Me lo tomé con humor y me puse a mirarla yo. Era hermosa, además de su bella cabellera, inerme al viento, el vestido evasé le marcaba perfectamente la figura, dos diminutos pero agresivos pezones marcaban el recorrido de unos firmes pechos “caídos para arriba” unas caderas perfectamente torneadas y un monte de venus que se adivinaba entre las curvas de sus muslos. Una pena que nunca esperara a que saliera a invitarla a entrar. Salí a buscarla claro, y no estaba.

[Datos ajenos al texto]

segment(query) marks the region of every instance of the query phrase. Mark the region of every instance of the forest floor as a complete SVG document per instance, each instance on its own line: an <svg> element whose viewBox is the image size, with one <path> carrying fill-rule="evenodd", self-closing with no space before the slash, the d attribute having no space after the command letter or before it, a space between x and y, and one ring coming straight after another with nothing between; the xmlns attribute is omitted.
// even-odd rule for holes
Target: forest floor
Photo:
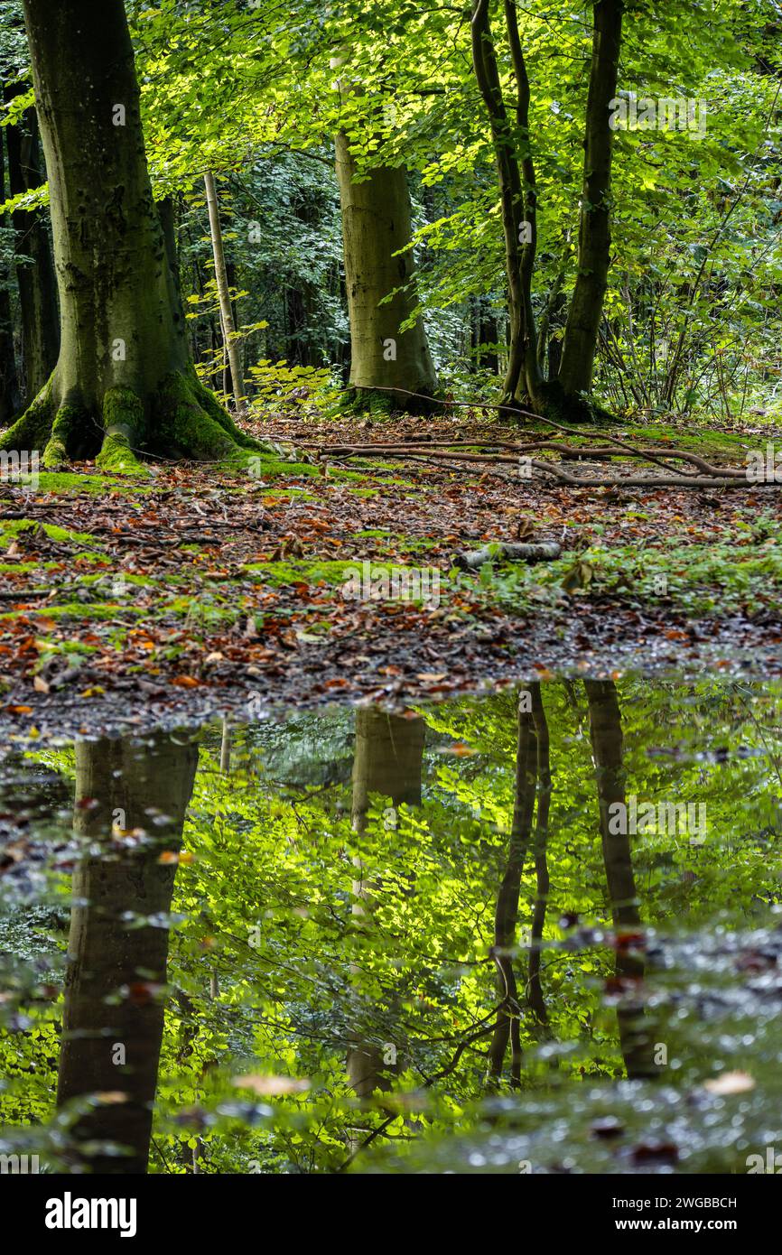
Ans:
<svg viewBox="0 0 782 1255"><path fill-rule="evenodd" d="M311 448L520 437L463 414L290 417L254 434L306 452L260 469L158 466L142 481L79 464L41 473L34 491L0 484L0 723L35 735L409 703L549 671L782 674L779 491L574 489L507 466L356 463ZM616 434L742 466L777 433ZM561 557L453 567L459 550L518 538L557 541ZM394 569L412 592L428 579L428 599L346 595L367 571L383 594Z"/></svg>

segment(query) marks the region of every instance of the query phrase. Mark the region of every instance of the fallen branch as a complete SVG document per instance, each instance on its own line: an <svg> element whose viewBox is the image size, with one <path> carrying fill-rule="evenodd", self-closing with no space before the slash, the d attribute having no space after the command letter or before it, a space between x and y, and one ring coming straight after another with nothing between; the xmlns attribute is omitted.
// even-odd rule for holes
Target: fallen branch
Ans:
<svg viewBox="0 0 782 1255"><path fill-rule="evenodd" d="M551 562L562 552L556 541L540 541L533 543L512 543L508 541L491 541L481 550L467 550L456 553L453 565L462 571L472 571L485 562L493 562L497 558L508 558L511 562Z"/></svg>

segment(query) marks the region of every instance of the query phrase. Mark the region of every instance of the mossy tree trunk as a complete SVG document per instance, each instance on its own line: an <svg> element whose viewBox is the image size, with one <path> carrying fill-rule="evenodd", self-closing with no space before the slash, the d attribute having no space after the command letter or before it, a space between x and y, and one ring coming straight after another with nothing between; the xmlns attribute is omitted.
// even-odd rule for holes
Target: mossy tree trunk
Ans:
<svg viewBox="0 0 782 1255"><path fill-rule="evenodd" d="M579 270L567 310L559 380L565 393L592 387L597 333L611 256L610 102L616 95L624 0L595 5L592 64L586 102L584 191L579 222Z"/></svg>
<svg viewBox="0 0 782 1255"><path fill-rule="evenodd" d="M437 392L423 320L402 330L417 306L410 196L404 167L360 176L344 134L336 137L345 286L350 320L350 379L356 404L420 410ZM393 296L390 294L394 292ZM385 297L390 296L390 300ZM388 389L388 392L383 392ZM399 392L394 392L399 389ZM418 398L404 393L418 393Z"/></svg>
<svg viewBox="0 0 782 1255"><path fill-rule="evenodd" d="M60 297L56 366L0 442L44 466L247 443L197 380L152 198L122 0L24 0Z"/></svg>
<svg viewBox="0 0 782 1255"><path fill-rule="evenodd" d="M10 103L24 90L14 84L5 90ZM35 109L25 109L19 125L6 128L9 186L11 196L34 191L46 181L40 161L40 141ZM16 282L21 316L21 358L24 400L41 390L54 370L60 348L60 315L56 302L54 259L44 210L18 210L13 215L16 237Z"/></svg>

Y al siguiente octavo día allí estaba y al siguiente séptimo y al sexto. Y siempre se repetía el mismo ritual. Conseguí llegar a la puerta exterior en cinco segundos, pero no sirvió de nada. Consiguió encender mi deseo hasta límites que nunca había experimentado. Estar enamorado de alguien, en silencio, es una crueldad. Y esa crueldad me desesperaba.
Puse mi esperanza en el turno del quinto día, que no hay quinto malo y en efecto. Ese día me miró, levantó una mano y me saludó, pero ya no estaba cuando llegué a la cancela.
El cuarto día me detuve a observarla detenidamente. Algo había cambiado a lo largo de los días y no me había fijado. Su cabello no brillaba en la oscuridad y el contorno de su cintura borraba la forma de sus muslos y descartaba toda sombra de su pubis, el pecho había caído a una posición normal y sus pezones no resultaban agresivos.
Al tercer día, me observaba una mujer madura, sonreía y las comisuras de sus labios formaban arrugas tristes.
Dos días después, permanecí en casa esperando la llegada de la noche y su presencia. El mismo vestido, la misma expresión, la misma sonrisa convertida en mueca, pero todo envolviendo a una mujer mayor, casi anciana.
Volví a escuchar el silbido del viento y el ulular de la borrasca. Un escalofrío recorrió mi espalda impidiéndome conciliar el sueño incluso después de la medicación.
Al día siguiente no me atrevía a abrir la cortina, quise ir directamente a la cama y entonces sonó el timbre de la puerta. Cautelosamente bajé a abrir y allí estaba al fin. Una vieja. Desdentada y mugrienta, que sin embargo me envolvió en una atmosfera inaudita. Me tomó la mano y me condujo al dormitorio. Desagradablemente desnuda se metió en mi cama y me invitó a acompañarla. Sin sentido del pudor ni del horror, me desnudé y yací con ella. Al rato se escucharon ruidos de caída de piedras y tierra sobre el tejado.
– ¿Qué es eso? – pregunté
– Es la tierra que arrojan sobre tu féretro, querido.